Foncer quoiqu’il arrive, c’est la marque de fabrique du personnage. L’histoire de cet autodidacte avec le Septième art commence par une dizaine de rôles dans des films comme “Ma saison préférée” d’André Téchiné, tourné à Toulouse, ou “Cendrillon” avec l’actrice américaine Drew Barrymore. En parallèle, il ne cesse d’écrire, autant des scenarii que des chansons. Après l’expérience “Lisa”, il réalise deux courts métrages également présentés à Cannes et sort, en 2014, “ADN, l’âme de la terre”, avec un budget d’environ 400 000 euros.
Pour raconter cette histoire d’un jeune garçon doté d’une capacité à guérir les gens et dont l’ADN est convoité par un laboratoire pharmaceutique malintentionné, Thierry Obadia contacte cette fois des acteurs confirmés dont Michel Jonasz, Philippe Nahon, Albert Delpy et Alexia Barlier, sans toutefois passer par leurs agents. « Avec les comédiens comme avec les partenaires financiers, tout fonctionne à l’humain. Ils sont touchés par l’histoire et acceptent de s’embarquer avec nous. Emmener Michel Jonasz pour un tournage en Tunisie avec une quarantaine de techniciens, en plein printemps arabe, c’était une vraie galère, mais une sacrée aventure », sourit le réalisateur.
Assurant également la partie distribution, Spider World Cinema offre à “ADN” une sortie nationale, aussi bien dans les grands complexes que dans les petites salles de proximité. Le film est même sélectionné au Woodstock Film Festival aux États-Unis. Un succès qui vient valider le modèle hors format conçu par les deux compères. « Notre idée était de montrer que l’on pouvait réussir à créer des films sans être à Paris, dans le milieu traditionnel. Nous avançons sans dépendre de qui que ce soit », lance Laurence Larrousset, directrice générale et associée de Spider World Cinema. Dans un système classique de financement justement, le duo estime qu’une production comme “ADN” aurait coûté entre 1 et 2 millions d’euros. « Chez nous, il n’y a pas de fioritures. Sans renier la qualité. Tous nos tournages se font par exemple en décors naturels, il y a tout ce qu’il faut comme paysages dans la région », poursuit-elle.
« Nous avançons sans dépendre de qui que ce soit »

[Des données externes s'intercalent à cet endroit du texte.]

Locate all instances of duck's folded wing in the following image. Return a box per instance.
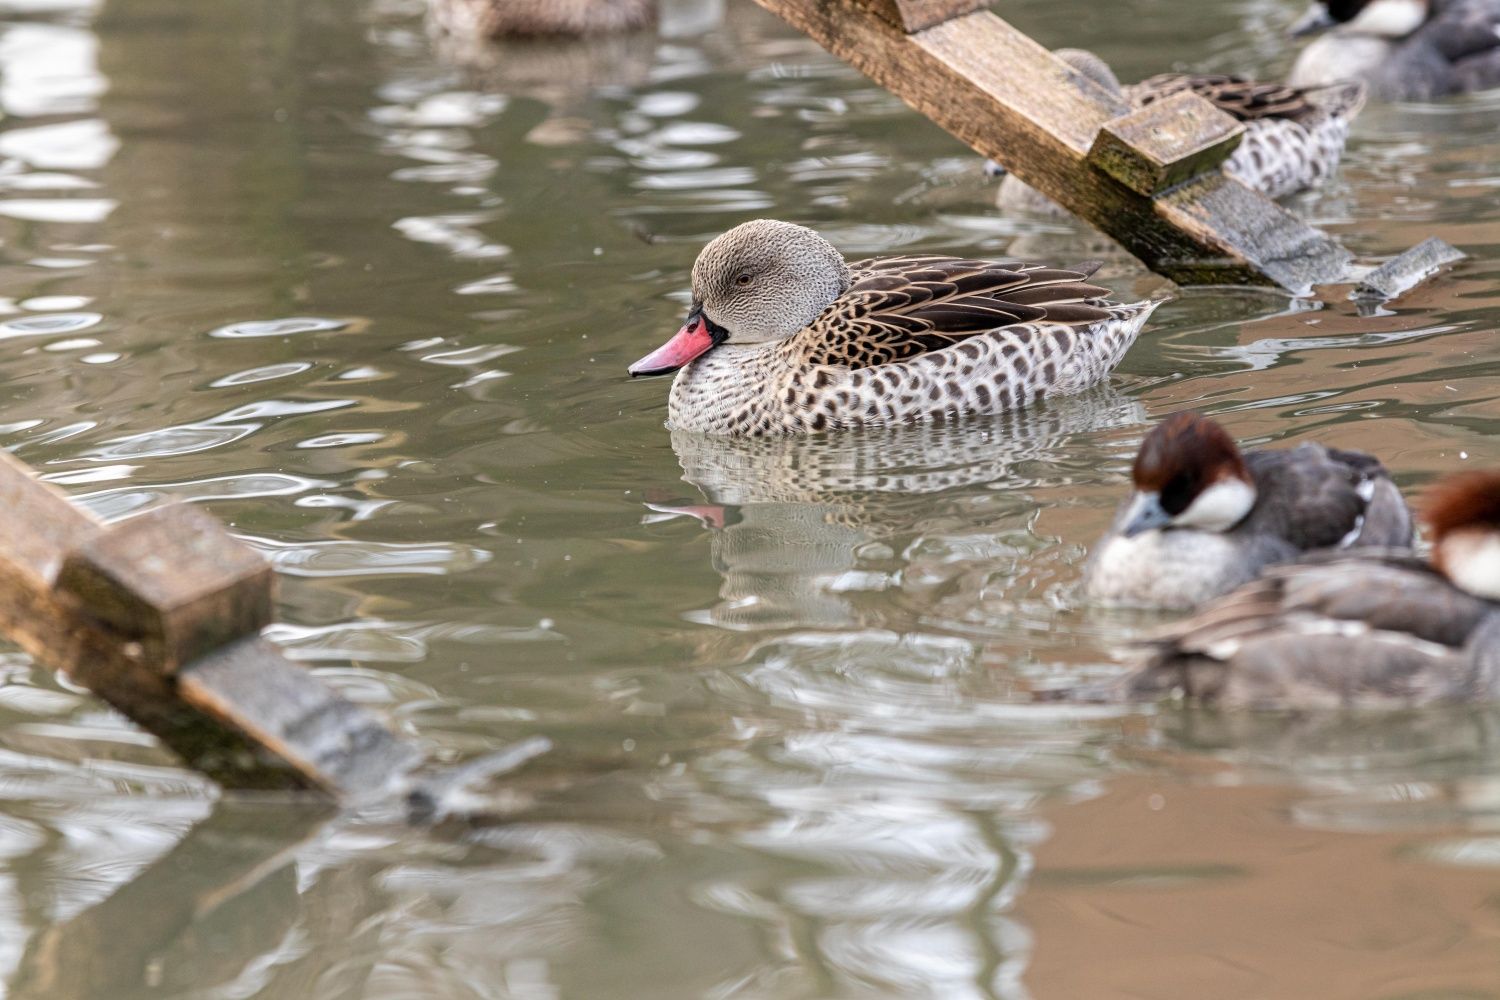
[1129,553,1494,706]
[1426,0,1500,63]
[1155,552,1488,650]
[1241,444,1413,551]
[805,257,1113,368]
[1131,73,1317,122]
[1129,73,1365,123]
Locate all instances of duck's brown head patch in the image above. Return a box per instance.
[1424,469,1500,543]
[1132,411,1249,517]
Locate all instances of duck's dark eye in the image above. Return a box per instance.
[1325,0,1363,22]
[1160,473,1197,516]
[734,274,752,287]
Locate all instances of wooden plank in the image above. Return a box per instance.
[1089,91,1244,196]
[0,451,99,584]
[1155,173,1355,288]
[0,450,421,794]
[56,503,273,673]
[1354,236,1465,302]
[860,0,991,32]
[180,637,422,798]
[752,0,1355,292]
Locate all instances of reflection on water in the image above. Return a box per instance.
[0,0,1495,996]
[668,391,1144,632]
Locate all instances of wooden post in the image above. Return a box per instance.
[0,450,421,795]
[863,0,990,31]
[752,0,1355,292]
[1088,91,1244,196]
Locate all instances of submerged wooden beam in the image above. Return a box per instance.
[0,450,421,795]
[753,0,1355,292]
[1353,236,1466,302]
[14,799,327,1000]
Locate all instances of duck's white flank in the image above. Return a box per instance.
[1173,478,1258,532]
[1347,0,1427,36]
[1439,530,1500,601]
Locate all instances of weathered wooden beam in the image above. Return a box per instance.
[57,504,273,673]
[1353,236,1466,302]
[864,0,990,32]
[754,0,1355,292]
[0,450,421,795]
[1089,90,1244,196]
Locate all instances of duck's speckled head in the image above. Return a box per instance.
[1120,412,1255,537]
[629,220,850,377]
[1424,470,1500,600]
[1290,0,1429,37]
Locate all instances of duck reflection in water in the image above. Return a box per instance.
[654,390,1146,634]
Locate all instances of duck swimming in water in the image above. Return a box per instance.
[1288,0,1500,100]
[992,49,1365,213]
[1124,468,1500,707]
[627,220,1159,436]
[428,0,654,38]
[1083,412,1413,609]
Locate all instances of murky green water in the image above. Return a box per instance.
[0,0,1498,996]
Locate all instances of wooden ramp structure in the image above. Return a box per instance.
[0,450,431,800]
[752,0,1461,294]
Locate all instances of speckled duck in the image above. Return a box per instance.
[628,220,1159,436]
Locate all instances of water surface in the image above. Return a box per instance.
[0,0,1498,997]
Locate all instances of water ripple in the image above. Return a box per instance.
[241,536,493,578]
[0,311,98,339]
[209,316,348,339]
[78,398,354,461]
[71,472,334,520]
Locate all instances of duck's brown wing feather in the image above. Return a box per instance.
[1132,73,1323,123]
[802,256,1113,369]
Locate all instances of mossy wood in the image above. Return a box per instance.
[751,0,1355,292]
[1089,90,1245,196]
[0,449,420,794]
[57,504,274,673]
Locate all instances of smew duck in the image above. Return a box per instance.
[627,220,1159,436]
[1084,411,1413,609]
[1289,0,1500,100]
[1125,468,1500,707]
[993,49,1365,213]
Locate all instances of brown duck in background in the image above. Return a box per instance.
[991,49,1365,213]
[1122,469,1500,708]
[429,0,655,38]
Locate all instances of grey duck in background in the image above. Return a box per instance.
[1083,412,1413,610]
[1124,469,1500,708]
[991,49,1365,214]
[1289,0,1500,100]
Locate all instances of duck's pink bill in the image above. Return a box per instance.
[628,315,714,377]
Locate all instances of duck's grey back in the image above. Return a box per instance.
[1290,0,1500,99]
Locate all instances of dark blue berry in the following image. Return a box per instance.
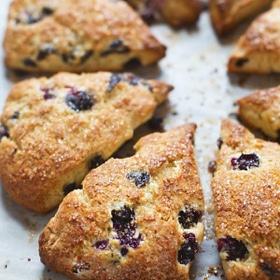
[231,153,260,171]
[178,206,202,229]
[217,137,223,149]
[111,206,142,249]
[11,111,20,119]
[63,183,81,196]
[0,125,9,140]
[178,233,199,265]
[235,58,249,68]
[80,50,93,64]
[120,247,129,256]
[37,45,55,60]
[95,240,109,250]
[65,88,94,112]
[126,171,150,188]
[107,74,122,93]
[101,39,130,57]
[217,236,248,261]
[208,160,217,174]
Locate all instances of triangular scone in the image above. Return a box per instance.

Si la société de Gagnac-sur-Garonne défend un cinéma artisanal, directement du producteur au consommateur, cela ne l’empêche pas de viser haut. Grand fan de Clint Eastwood, Thierry Obadia est en contact avec Tom Stern, le chef opérateur historique de l’acteur américain pour un projet à venir. Avant cela, il y aura un troisième film, tourné en février prochain en Provence, et dont le rôle principal sera tenu par Doudou Ngumbu, le boxeur toulousain. Le réalisateur a d’ailleurs suivi ce dernier lors d’un combat à Philadelphie, pour de premières images. « Les comédiens Ludovic Berthillot, Firmine Richard, Alix Bénézech, la seule Française qui jouait dans “Mission Impossible : Fallout” m’ont aussi donné leur accord. Tout comme Burt Young, l’acteur qui interprète Paulie dans la saga Rocky », annonce fièrement Thierry Obadia.
Avant de retourner aux préparatifs de ce nouveau film, l’hôte tient à faire visiter une pièce spéciale de sa maison. Après être passé devant une reproduction à taille réelle d’Iron Man et un mur de DVD, il ouvre une lourde porte qui dévoile une véritable petite salle de cinéma privée de sept places. Insonorisation, fauteuils vibrants, moquette rouge, mur de son, écran géant… Tout y est. « C’est ici que je convie les gens qui nous suivent et nous aident pour des avant-premières en famille », confie-t-il les yeux brillants. Ceux d’un grand enfant, qui s’est offert, à force de détermination, la liberté de faire les choses comme il l’entend.